ExRBS · 02/07/2012 02:06

I worked at RBS and was outsourced to India. I was paying tens of thousands per year in taxes. Now I don't pay any (well not direct ones anyway), because I no longer work. That's cost other tax payers a six figure sum already.

Outsourcing by a publicly owned business such as RBS is bad news. Obviously some lefties are conflicted in that they are outraged that a 'minority' is being criticised, except of course there are literally millions of Indians trained in IT and they could replace every UK worker ten times over, but on the other hand people are being sacked, but on the other hand those people are (were) high paid, working for banks, so they deserved to lose their jobs, the bastards.

Anyway, my experience was that the users at RBS hated dealing with India (thick accents, not recognising place names, locations, businesses, common English words).
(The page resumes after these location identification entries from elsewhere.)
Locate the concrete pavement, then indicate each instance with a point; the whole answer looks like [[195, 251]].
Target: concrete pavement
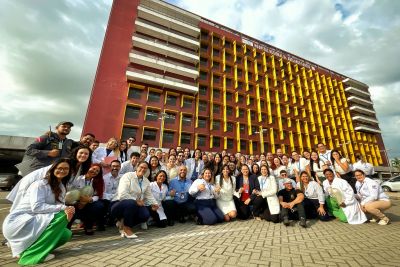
[[239, 243]]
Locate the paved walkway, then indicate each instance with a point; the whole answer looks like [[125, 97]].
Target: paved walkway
[[239, 243]]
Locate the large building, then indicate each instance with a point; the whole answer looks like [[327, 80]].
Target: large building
[[170, 77]]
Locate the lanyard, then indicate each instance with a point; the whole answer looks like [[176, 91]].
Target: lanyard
[[262, 183], [182, 185], [88, 182]]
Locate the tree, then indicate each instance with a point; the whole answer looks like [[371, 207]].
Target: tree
[[396, 163]]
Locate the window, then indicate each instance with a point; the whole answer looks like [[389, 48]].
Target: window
[[217, 93], [229, 111], [168, 137], [216, 125], [135, 93], [132, 112], [240, 99], [203, 90], [203, 75], [216, 108], [241, 113], [149, 135], [229, 97], [202, 105], [243, 145], [251, 101], [152, 115], [187, 120], [185, 138], [217, 79], [128, 132], [202, 123], [216, 66], [252, 115], [171, 100], [201, 140], [169, 118], [216, 142], [229, 143], [154, 96], [203, 61], [187, 102], [230, 126]]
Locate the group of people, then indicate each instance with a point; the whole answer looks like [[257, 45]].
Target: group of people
[[126, 185]]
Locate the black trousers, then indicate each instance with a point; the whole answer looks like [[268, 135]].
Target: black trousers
[[311, 208], [297, 212], [261, 209], [243, 210]]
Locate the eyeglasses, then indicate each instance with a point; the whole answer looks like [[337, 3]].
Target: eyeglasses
[[62, 169]]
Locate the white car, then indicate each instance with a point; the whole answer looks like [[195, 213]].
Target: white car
[[393, 184]]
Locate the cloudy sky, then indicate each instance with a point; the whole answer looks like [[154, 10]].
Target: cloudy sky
[[49, 51]]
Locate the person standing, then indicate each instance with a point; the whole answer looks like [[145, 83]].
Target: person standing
[[47, 148], [372, 198]]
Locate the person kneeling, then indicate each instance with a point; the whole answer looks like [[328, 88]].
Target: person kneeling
[[291, 201]]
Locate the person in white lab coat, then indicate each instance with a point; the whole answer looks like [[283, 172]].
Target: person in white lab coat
[[372, 198], [163, 215], [340, 199], [37, 223]]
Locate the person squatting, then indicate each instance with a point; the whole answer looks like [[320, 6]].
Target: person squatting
[[121, 185]]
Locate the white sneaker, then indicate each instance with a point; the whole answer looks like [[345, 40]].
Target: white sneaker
[[384, 221], [49, 257]]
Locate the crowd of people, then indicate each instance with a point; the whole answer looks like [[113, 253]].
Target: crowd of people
[[123, 184]]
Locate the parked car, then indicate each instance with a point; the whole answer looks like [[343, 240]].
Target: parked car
[[9, 180], [393, 184]]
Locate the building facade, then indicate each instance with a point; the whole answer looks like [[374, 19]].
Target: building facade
[[170, 77]]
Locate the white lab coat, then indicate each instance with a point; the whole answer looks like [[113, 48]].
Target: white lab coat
[[369, 191], [159, 195], [353, 212], [269, 188], [30, 216]]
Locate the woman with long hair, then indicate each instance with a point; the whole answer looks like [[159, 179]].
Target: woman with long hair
[[37, 223], [267, 205], [314, 198], [343, 168], [90, 209], [317, 167], [163, 216], [205, 193], [227, 185], [246, 185], [154, 168], [134, 192]]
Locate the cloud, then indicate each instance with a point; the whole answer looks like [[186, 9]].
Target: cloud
[[50, 51], [356, 38]]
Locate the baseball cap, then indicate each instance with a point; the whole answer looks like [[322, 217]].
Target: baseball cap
[[65, 123]]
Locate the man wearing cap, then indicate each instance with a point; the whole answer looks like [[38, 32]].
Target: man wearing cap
[[48, 148], [291, 200]]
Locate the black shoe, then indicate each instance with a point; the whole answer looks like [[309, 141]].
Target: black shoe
[[303, 222], [100, 228], [89, 232], [286, 221]]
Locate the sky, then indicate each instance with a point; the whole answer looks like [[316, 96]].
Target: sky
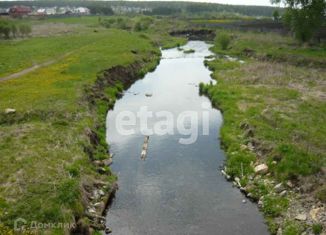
[[233, 2], [240, 2]]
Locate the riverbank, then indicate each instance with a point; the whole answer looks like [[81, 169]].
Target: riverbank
[[55, 126], [273, 134]]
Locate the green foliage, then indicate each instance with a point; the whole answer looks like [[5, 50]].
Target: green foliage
[[190, 51], [223, 39], [10, 28], [317, 229], [52, 115], [274, 205], [276, 15], [321, 194], [295, 162], [292, 228], [304, 18]]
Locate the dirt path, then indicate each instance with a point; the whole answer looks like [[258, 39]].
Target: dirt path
[[33, 68]]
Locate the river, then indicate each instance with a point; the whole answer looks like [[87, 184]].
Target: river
[[178, 189]]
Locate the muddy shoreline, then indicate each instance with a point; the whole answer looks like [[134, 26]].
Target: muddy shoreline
[[98, 194]]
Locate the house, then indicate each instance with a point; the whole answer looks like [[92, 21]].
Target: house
[[19, 11], [82, 11]]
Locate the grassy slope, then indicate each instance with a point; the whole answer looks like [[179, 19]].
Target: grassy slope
[[273, 113], [42, 161]]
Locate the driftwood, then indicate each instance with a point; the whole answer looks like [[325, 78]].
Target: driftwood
[[144, 150]]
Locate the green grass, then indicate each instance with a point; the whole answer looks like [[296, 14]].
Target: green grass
[[43, 164], [273, 47], [278, 108]]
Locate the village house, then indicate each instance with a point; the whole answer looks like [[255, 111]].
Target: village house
[[19, 11]]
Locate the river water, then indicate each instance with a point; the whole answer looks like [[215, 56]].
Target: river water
[[178, 188]]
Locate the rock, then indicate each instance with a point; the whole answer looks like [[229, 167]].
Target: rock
[[261, 202], [279, 188], [289, 184], [99, 205], [242, 189], [261, 169], [101, 193], [243, 147], [91, 211], [108, 230], [301, 217], [108, 162], [237, 180], [251, 146], [9, 110], [98, 163], [314, 214], [283, 193]]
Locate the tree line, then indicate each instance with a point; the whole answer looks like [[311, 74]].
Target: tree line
[[12, 29]]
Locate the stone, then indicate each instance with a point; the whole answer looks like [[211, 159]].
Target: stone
[[249, 195], [101, 193], [279, 188], [314, 214], [9, 110], [108, 162], [283, 193], [261, 169], [289, 184], [301, 217], [237, 180], [108, 230], [92, 211]]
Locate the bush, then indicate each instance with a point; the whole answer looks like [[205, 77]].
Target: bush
[[317, 228], [25, 29], [223, 40], [296, 162]]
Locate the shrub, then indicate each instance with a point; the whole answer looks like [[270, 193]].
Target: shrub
[[317, 228], [274, 205], [295, 163], [223, 40]]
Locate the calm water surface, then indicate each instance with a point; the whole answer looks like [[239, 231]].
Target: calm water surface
[[178, 189]]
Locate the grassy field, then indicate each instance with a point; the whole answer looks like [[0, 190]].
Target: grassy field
[[43, 165], [273, 47], [273, 113]]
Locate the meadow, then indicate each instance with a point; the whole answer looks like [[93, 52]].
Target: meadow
[[273, 107], [44, 166]]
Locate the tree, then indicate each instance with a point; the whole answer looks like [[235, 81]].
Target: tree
[[276, 15], [304, 17], [25, 29], [224, 40]]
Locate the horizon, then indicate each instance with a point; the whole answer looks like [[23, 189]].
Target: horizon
[[266, 3]]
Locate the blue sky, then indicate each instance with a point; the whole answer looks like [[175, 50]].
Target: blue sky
[[234, 2]]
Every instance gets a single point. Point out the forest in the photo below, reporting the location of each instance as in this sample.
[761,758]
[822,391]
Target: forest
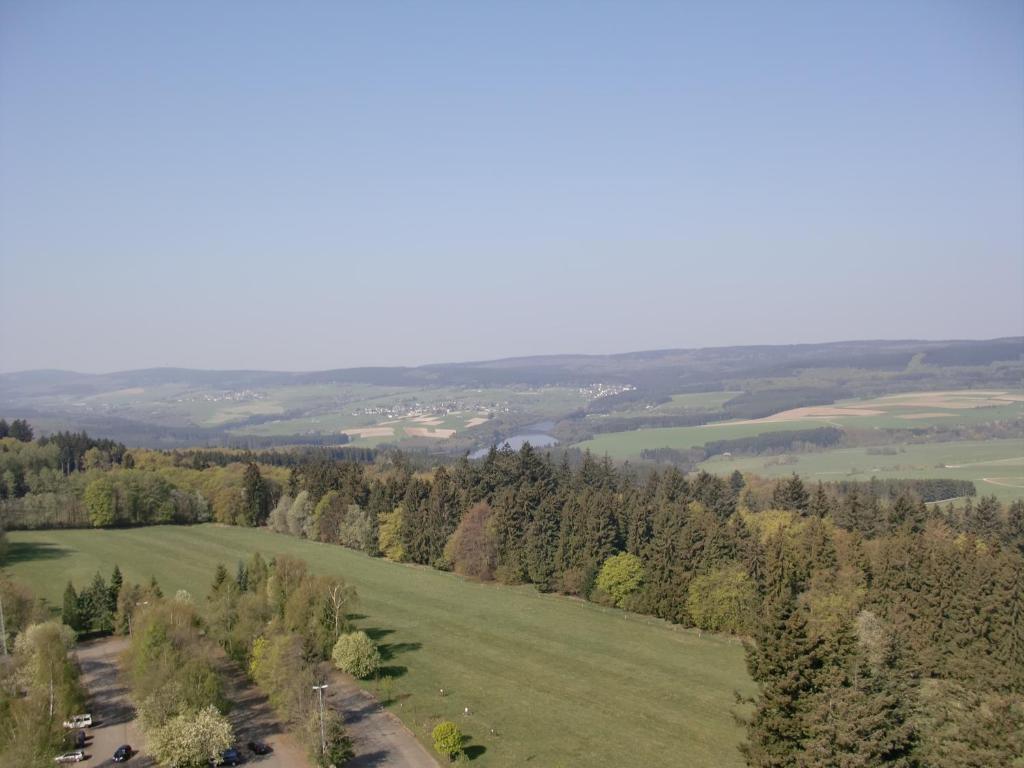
[879,628]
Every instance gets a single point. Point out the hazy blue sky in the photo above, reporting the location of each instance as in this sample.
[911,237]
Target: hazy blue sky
[308,185]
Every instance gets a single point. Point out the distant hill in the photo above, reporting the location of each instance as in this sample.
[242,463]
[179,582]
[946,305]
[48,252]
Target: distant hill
[164,407]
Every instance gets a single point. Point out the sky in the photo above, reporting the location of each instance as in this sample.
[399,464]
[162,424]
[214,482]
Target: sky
[313,185]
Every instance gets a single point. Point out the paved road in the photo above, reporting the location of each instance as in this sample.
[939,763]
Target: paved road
[113,716]
[380,738]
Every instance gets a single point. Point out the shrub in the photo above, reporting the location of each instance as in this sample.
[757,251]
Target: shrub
[621,577]
[472,550]
[356,654]
[448,738]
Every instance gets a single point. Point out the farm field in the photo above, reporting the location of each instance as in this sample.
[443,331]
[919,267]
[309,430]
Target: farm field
[912,410]
[561,682]
[629,444]
[996,467]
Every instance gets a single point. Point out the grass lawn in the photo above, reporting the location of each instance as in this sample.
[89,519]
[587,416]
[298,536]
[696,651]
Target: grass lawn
[999,461]
[561,682]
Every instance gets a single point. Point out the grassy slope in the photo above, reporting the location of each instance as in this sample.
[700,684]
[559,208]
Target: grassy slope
[562,682]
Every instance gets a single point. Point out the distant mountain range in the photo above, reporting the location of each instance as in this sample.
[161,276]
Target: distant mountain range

The UK-based IT staff also hated them, mostly because they were going to put most of us out of a job, and for that reason it is obviously damaging to have the two together on one team, because the UK staff are willing the Indians to fail and look stupid, because the more they fuck up, the more likely you are to keep your own job. So a smooth working relationship is not really in prospect.

piprabbit · 02/07/2012 02:20

I don't think outsourcing to India is especially relevant to RBS's problems.
I do think that outsourcing the development and maintenance of a set of critical, elderly, much patched, largely undocumented and mysterious core systems to anybody other than the staff who have cared for them for years (and have some small inkling of what they do, why they do it and how to get them back on track when it goes tits up) is short-sighted.

I am not implying that the staff in India aren't very professional and well-qualified. I've worked with them and they do a great job. But looking after these systems can be a bit of a Dark Art and getting rid of the people who know the systems leaves RBS vulnerable, as has been proven in recent days.